Google command_and_search (Google Speech-to-Text): model profile

command_and_search is a transcription model inside Google Cloud Speech-to-Text, documented in the V1 API for short or single-word utterances such as voice commands or voice search.

Specifications

Developer	Google (Google Cloud)
Released	Cloud Speech API open beta July 20, 2016; GA April 18, 2017. Model selection exposing command_and_search: beta April 9, 2018; GA February 20, 2019.
Model type	Speech-to-text transcription model for short or single-word utterances; classified by Google as "mostly based on classic non-conformer architectures"
Languages	All available languages in the Speech-to-Text V1 API
Modes (batch / streaming)	Synchronous, asynchronous, and streaming requests; inline audio or Cloud Storage URIs
Latency	Not publicly disclosed. Documented as a short-form model likely to return results as soon as it detects a period of silence.
Deployment	Google Cloud Speech-to-Text API (V1); Dialogflow CX and ES integration; Speech UI in the Google Cloud console
Pricing	Listed among the standard recognition models in Google's Speech-to-Text pricing as of June 2026; rates not stated in the source.

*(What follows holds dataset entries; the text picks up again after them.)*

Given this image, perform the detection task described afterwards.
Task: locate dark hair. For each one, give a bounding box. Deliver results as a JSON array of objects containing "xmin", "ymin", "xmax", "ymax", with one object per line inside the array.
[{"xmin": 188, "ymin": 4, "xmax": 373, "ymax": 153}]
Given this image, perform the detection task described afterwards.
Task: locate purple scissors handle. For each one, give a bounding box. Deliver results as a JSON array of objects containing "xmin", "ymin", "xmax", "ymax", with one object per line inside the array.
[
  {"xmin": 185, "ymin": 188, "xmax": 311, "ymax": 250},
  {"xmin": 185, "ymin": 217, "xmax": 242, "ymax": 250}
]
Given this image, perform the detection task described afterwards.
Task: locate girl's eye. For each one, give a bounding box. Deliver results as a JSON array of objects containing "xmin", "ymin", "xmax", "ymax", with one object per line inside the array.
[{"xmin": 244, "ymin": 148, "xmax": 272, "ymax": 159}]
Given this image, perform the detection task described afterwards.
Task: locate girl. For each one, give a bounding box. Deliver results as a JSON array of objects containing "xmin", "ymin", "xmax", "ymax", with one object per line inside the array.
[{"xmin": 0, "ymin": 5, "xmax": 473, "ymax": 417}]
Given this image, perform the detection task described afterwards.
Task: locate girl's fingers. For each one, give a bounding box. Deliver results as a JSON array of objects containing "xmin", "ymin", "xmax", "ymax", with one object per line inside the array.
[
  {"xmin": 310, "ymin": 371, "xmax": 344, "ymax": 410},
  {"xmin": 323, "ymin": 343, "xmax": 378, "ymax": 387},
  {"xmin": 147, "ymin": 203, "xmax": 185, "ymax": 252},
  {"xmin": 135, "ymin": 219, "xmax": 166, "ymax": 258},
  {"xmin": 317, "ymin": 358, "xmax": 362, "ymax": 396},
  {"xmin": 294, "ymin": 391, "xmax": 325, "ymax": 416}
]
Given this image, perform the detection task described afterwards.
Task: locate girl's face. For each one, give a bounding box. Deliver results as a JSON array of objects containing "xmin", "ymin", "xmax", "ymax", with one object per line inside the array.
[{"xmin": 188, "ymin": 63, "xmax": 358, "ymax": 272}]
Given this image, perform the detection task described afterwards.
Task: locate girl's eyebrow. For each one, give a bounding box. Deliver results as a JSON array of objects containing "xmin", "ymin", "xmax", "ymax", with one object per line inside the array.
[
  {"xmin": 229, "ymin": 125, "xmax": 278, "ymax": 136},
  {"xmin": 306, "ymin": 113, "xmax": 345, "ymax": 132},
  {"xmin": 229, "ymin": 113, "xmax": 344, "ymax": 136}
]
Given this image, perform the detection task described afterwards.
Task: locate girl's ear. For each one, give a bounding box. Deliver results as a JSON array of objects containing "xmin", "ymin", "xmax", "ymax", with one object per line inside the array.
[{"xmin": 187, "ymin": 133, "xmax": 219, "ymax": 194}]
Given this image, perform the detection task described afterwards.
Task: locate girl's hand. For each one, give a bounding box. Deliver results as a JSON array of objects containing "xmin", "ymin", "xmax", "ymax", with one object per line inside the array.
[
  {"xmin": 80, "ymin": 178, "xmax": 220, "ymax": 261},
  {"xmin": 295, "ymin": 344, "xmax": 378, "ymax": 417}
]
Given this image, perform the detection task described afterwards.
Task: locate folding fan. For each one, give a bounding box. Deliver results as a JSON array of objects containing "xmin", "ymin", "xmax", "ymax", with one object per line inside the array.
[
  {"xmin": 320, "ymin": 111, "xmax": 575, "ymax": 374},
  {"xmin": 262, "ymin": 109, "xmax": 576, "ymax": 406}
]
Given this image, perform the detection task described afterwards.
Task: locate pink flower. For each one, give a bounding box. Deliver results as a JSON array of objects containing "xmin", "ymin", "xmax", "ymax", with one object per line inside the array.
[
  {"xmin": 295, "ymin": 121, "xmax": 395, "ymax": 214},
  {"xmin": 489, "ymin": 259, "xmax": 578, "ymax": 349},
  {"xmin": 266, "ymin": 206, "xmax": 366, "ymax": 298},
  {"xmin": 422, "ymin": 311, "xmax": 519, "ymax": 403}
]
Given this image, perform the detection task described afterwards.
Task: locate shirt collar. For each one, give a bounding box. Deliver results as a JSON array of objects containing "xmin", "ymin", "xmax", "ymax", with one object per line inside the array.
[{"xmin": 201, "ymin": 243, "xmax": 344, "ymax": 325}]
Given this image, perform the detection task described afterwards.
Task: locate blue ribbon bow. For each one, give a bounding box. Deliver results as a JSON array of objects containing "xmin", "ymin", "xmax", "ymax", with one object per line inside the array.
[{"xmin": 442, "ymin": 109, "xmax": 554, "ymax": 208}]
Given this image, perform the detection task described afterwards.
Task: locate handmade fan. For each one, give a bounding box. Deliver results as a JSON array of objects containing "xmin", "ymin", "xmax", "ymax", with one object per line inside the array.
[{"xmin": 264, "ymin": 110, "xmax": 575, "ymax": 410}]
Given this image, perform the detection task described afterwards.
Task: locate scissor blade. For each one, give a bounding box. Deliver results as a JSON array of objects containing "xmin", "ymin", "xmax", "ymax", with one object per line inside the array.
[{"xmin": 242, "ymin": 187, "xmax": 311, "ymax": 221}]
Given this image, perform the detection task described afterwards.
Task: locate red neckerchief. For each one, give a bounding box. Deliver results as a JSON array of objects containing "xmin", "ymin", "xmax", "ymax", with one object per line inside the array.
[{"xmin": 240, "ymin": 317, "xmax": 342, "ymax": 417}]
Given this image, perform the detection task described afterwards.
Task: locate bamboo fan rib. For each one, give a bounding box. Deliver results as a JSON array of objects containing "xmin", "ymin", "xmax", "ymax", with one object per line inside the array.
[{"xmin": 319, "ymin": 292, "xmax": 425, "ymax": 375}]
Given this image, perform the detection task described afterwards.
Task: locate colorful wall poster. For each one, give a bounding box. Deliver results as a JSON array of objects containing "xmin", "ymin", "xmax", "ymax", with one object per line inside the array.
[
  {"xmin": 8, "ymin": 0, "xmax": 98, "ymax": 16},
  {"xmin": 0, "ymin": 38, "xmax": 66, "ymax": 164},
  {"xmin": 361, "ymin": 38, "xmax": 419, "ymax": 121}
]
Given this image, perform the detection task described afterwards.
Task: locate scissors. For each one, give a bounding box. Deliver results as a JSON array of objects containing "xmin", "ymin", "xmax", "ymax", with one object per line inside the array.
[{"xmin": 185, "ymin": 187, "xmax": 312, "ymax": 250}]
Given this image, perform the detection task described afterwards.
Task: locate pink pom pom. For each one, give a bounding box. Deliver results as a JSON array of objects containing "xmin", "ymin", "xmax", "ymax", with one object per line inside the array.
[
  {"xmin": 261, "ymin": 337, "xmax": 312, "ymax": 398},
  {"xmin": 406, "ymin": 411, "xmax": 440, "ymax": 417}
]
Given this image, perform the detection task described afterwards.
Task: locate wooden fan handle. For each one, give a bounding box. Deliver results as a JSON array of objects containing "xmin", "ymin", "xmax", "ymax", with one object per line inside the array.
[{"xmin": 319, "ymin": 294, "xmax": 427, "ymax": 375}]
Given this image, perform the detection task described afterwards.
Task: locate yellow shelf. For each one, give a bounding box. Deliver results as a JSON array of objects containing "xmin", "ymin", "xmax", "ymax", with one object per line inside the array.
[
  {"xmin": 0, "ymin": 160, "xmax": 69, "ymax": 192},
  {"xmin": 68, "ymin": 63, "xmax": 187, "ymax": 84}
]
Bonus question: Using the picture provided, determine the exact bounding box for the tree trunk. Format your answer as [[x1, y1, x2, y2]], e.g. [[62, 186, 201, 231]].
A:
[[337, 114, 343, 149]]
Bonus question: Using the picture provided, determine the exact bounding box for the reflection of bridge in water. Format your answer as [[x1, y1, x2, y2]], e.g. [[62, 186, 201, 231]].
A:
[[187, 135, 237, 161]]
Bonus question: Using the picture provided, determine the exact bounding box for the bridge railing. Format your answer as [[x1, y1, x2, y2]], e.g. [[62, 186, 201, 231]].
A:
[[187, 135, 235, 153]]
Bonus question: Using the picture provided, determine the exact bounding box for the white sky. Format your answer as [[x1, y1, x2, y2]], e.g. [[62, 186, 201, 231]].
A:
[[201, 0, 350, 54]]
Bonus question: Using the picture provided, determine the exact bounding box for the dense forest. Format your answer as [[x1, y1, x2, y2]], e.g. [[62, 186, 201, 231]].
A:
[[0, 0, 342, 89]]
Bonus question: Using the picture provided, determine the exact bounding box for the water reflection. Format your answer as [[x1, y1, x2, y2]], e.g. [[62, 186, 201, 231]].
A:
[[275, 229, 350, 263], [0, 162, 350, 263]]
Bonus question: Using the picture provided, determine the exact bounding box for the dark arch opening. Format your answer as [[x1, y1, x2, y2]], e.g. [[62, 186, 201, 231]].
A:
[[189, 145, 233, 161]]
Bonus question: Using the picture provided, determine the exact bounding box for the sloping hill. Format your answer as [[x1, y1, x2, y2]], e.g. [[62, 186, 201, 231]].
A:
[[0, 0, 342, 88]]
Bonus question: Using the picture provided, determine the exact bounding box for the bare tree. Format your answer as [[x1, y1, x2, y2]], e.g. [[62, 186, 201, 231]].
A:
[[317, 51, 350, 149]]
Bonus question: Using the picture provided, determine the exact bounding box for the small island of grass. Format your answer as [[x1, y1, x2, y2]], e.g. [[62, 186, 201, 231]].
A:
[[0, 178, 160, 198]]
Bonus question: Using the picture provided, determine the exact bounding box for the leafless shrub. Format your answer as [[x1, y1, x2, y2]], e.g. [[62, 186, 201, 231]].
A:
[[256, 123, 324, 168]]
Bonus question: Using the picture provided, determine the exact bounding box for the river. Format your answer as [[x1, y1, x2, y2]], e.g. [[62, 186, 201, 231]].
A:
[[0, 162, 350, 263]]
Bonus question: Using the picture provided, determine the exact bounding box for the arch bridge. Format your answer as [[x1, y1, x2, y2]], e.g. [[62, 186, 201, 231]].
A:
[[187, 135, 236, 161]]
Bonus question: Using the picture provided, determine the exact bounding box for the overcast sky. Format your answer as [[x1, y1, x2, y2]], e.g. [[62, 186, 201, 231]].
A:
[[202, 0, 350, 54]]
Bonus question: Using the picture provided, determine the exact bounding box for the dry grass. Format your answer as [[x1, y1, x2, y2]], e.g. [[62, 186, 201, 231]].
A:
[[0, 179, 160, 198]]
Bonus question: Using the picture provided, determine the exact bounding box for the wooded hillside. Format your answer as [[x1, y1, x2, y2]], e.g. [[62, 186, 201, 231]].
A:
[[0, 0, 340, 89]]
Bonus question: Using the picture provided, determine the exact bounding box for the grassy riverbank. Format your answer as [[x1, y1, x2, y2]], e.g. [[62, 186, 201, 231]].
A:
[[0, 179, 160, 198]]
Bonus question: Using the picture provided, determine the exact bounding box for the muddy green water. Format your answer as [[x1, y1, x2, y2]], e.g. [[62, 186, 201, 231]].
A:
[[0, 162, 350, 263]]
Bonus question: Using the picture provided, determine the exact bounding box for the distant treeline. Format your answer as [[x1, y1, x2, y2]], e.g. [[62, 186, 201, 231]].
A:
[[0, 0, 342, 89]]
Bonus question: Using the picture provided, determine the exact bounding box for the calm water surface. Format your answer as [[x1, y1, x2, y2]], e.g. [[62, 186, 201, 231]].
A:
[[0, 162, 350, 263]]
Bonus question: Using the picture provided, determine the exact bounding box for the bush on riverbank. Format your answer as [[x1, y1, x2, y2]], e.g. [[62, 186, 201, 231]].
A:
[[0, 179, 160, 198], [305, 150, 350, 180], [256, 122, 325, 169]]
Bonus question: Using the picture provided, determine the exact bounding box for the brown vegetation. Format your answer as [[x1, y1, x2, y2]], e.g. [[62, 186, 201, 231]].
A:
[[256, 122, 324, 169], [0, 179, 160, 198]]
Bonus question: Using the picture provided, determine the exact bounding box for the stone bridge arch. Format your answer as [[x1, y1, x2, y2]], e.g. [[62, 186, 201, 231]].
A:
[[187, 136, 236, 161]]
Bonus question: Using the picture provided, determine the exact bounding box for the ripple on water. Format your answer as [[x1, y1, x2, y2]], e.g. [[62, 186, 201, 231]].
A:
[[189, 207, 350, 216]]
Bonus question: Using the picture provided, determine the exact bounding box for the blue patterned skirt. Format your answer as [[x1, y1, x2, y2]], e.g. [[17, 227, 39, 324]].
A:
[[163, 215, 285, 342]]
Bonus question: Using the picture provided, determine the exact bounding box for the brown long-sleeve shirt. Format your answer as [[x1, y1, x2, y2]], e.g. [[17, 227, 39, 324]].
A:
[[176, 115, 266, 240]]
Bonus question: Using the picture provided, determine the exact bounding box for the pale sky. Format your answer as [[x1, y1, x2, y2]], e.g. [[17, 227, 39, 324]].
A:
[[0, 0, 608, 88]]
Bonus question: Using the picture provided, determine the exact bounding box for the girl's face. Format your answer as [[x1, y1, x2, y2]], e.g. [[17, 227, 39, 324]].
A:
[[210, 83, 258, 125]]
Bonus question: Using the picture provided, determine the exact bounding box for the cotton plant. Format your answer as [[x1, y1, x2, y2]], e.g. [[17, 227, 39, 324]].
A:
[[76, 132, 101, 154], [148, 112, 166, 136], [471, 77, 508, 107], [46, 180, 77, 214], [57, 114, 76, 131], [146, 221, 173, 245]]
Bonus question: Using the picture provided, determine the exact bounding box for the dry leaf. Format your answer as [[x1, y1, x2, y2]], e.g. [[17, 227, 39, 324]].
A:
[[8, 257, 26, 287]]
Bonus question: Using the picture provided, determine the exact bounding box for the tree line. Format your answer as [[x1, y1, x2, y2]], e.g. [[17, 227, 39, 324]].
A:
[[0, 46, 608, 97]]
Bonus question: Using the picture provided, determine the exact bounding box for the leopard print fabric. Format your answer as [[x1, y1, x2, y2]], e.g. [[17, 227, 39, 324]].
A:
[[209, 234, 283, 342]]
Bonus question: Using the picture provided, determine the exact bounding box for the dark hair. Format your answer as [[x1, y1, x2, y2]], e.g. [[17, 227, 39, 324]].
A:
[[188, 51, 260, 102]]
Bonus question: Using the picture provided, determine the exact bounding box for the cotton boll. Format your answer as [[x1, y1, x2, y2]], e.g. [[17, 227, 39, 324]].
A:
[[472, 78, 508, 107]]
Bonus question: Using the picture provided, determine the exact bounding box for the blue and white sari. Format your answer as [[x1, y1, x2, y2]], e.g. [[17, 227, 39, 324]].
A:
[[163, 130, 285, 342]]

Not disclosedParameters · Training data · Throughput / concurrency · License

Known limitations

Google's V1 model-selection page classifies command_and_search among models "mostly based on classic non-conformer architectures" kept primarily for legacy and backwards-compatibility reasons.
Google does not publicly document the exact production architecture, parameter count, training data composition, or benchmark WER for this specific model.
Google does not publicly provide an exact first release date for the command_and_search identifier before model selection became public, a full creator list, or a formal statement on whether the model is legacy, softly deprecated, or intended for indefinite compatibility support. The public release notes reviewed do not show a formal deprecation notice, but current V2 comparison pages do not foreground the model.
Third-party reports on the broader Google speech stack describe struggles with certain accents and background noise (G2), considerably worse performance for non-American accents than for General American speech (academic evaluation), model-support errors for non-English languages (Home Assistant issue, 2024), and very high WER for Amharic (Google Developer Forums, 2025). These findings are not specific to command_and_search.
Developers have reported behavior regressions when switching short-utterance models from command_and_search to latest_short, especially in voice-bot settings.
Google developer-forum guidance indicates that the model behind Chrome's Web Speech API is not publicly available and cannot be selected in Cloud Speech-to-Text.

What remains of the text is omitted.